No one doubts the willingness of teachers to put themselves in harm’s way, Hardy said, but that having to manage and secure firearms while handling the day to day job of educating a room full of students splits a teacher’s focus.
The level of training that a teacher would have to undergo would likely be burdensome, he added. “When you bring a gun into a school in the proximity of hundreds and hundreds of people in a very crowded place, you have to be well-trained,” Hardy said.
Hardy also sees possible conflict for teachers who take on the role of facing down an armed intruder. “Anything you fire out of that gun is your responsibility,” he said.
As a former teacher and a 20-year veteran school resource officer, Hardy said that thought was never far from his mind. “I had to think about it every day I put my uniform on,” he said.
School resource officers are employed differently in many school systems across the country.
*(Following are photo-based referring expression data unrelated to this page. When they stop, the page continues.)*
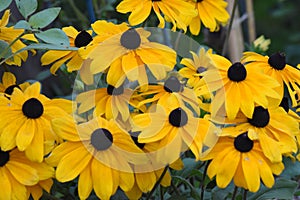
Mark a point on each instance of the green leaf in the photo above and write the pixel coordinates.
(26, 7)
(22, 24)
(5, 51)
(189, 165)
(4, 4)
(54, 36)
(283, 189)
(44, 17)
(194, 192)
(291, 169)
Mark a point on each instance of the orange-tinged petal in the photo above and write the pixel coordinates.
(72, 164)
(85, 184)
(102, 173)
(23, 173)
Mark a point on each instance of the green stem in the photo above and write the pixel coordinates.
(229, 27)
(8, 47)
(161, 193)
(245, 194)
(175, 188)
(203, 180)
(157, 182)
(234, 193)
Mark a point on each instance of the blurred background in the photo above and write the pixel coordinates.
(277, 20)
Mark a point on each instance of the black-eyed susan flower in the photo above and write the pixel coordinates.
(133, 54)
(9, 34)
(9, 82)
(176, 130)
(110, 102)
(16, 173)
(273, 128)
(171, 9)
(99, 152)
(25, 121)
(241, 159)
(210, 13)
(73, 61)
(195, 67)
(171, 91)
(239, 87)
(276, 67)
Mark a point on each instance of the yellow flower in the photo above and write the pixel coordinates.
(45, 173)
(129, 53)
(195, 67)
(99, 152)
(276, 67)
(172, 91)
(16, 172)
(274, 129)
(211, 13)
(9, 34)
(239, 87)
(176, 130)
(171, 9)
(72, 58)
(111, 102)
(242, 160)
(25, 121)
(9, 82)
But a common approach for dealing with mass shootings has evolved since the Columbine High School shooting in 1999. Instead of waiting for backup, Hardy said, school resource officers are trained to confront the shooter.
“We have to stop it or we know that further carnage is going to take place,” he said.
But in the most recent school shooting at Marjory Stoneman Douglas High School in Parkland, Florida, there have been reports that the school’s resource officer, Broward County deputy Scot Peterson, failed to act. Instead of moving toward the shooter, Peterson allegedly stayed outside the school while the attack continued, uninterrupted.
Hardy said he can’t comment on that. “We did not train in that county, so I don’t have firsthand knowledge” of the deputy’s actions, but he said the current strategy is to take on a shooter.
Could an officer with a sidearm take on an attacker with an AR-15, like the weapon used in a number of mass shootings? Hardy said when in close quarters, the edge that the shooter with an AR-15 has is reduced. At close range, he explained, “There’s not much of a difference between the AR and a semi-automatic handgun. But at distance, that’s where the problems come in.”